You are obviously in a different situation than I am. I plan on no electricity and super simple lifestyle. I'm 90% there now.


----------



## Bellyman (Jul 6, 2013)

TnAndy said:


> Some reason you're limiting yourself to those counties ? Just curious.
> 
> Here a listing in East TN.....meets your criteria except location. Well, small spring, 25ac, 3ac tillable, (couple more could be), power, septic in place, private but 15 minutes from Johnson City (ETSU w/med/pharmacy schools, large VA center)
> 
> ...


Thanks, Andy, and fair question.

My wife and I really like it here. We don't have blood family here but have quite a few friends that are close enough that they're just like family. It's hard for us to walk away from that. Yeah, I know, it's not like we'd never see them all again. But I know us well enough to know they wouldn't be in our everyday lives from that distance. Just won't happen.

We do have some work in this area that keeps us here, too, but that is likely to come to an end towards fall of this year. Retirement funds will kick in about then, too, so that opens up possibilities financially since we won't starve to death if neither of us gets a job of any kind. 

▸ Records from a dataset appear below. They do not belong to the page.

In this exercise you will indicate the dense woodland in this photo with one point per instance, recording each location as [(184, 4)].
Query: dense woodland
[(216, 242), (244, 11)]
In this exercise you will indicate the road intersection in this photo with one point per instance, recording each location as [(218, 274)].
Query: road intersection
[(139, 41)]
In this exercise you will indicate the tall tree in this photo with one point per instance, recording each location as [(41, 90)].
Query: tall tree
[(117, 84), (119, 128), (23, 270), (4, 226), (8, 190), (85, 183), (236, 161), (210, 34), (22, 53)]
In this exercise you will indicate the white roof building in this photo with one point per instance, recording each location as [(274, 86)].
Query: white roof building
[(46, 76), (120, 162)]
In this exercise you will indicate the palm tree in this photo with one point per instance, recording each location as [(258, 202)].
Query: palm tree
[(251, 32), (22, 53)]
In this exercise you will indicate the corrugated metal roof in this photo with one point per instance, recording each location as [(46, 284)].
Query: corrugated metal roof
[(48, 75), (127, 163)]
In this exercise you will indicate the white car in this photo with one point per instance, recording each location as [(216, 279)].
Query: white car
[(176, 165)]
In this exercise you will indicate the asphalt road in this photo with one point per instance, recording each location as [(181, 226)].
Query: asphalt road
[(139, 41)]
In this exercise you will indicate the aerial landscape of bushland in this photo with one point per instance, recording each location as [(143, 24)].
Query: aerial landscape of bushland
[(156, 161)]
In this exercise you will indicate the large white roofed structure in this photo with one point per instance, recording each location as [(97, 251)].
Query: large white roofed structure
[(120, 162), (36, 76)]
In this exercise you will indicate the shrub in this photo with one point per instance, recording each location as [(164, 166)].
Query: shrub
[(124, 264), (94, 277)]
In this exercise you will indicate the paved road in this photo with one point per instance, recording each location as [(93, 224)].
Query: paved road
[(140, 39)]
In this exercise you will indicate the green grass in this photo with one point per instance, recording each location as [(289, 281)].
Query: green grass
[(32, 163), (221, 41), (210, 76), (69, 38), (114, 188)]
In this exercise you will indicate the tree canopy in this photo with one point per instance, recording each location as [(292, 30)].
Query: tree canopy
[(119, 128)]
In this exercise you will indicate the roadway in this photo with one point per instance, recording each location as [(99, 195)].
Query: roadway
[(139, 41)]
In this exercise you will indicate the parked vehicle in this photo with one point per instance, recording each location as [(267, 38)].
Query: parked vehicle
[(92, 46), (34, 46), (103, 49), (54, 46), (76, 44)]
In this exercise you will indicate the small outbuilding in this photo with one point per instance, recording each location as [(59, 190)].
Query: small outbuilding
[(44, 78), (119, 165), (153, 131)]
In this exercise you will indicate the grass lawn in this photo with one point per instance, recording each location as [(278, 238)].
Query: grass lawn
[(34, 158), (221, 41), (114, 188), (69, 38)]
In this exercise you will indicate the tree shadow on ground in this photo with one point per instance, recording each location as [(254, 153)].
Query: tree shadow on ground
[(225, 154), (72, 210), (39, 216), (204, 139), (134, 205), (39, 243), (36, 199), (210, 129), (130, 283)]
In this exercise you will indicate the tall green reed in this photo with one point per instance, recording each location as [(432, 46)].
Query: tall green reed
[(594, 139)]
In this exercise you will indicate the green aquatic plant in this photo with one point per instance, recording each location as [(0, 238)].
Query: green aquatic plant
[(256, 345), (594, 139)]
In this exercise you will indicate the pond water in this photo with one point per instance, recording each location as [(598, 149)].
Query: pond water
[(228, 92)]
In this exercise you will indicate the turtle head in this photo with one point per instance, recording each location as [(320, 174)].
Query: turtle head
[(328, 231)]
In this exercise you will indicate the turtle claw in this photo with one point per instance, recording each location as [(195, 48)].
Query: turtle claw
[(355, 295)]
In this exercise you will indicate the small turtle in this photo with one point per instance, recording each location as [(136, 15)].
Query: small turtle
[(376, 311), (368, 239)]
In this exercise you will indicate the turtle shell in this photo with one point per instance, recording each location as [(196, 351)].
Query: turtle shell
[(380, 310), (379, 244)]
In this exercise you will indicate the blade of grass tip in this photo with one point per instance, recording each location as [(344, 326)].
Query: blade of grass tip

As tough as it is to think about leaving a place and a bunch of people we really care an awful lot about, I suspect that if a place doesn't show up yet this summer that will work for us, we probably will scratch this part of Tennessee and look towards new horizons. I don't know where. There isn't any particular place we have in mind. So we'll see what happens.

That does look like an interesting place. I'll have to explore the area some more, maybe even take some afternoon drives over in that direction.


----------



## Xanatosnemos (Nov 18, 2016)

Hello everyone. What an interesting thread!

My fiance and I are looking to move to TN, take advantage of a decent area /county without building codes/restrictions, and open our own farming business (Multigenerational, possibly even multifamily or splitting a larger piece of land with multiple people to save.)

Anyways, wanted to post and reach out and network with you fine folks, I can't think of too many topics more interesting than this, please feel free to reach out to me and lets network and chat.

I do have a small group of interested people who are discussing the possibility of going into land together, no one has made firm commitments except the two of us and we hope to get into land and move by spring if possible.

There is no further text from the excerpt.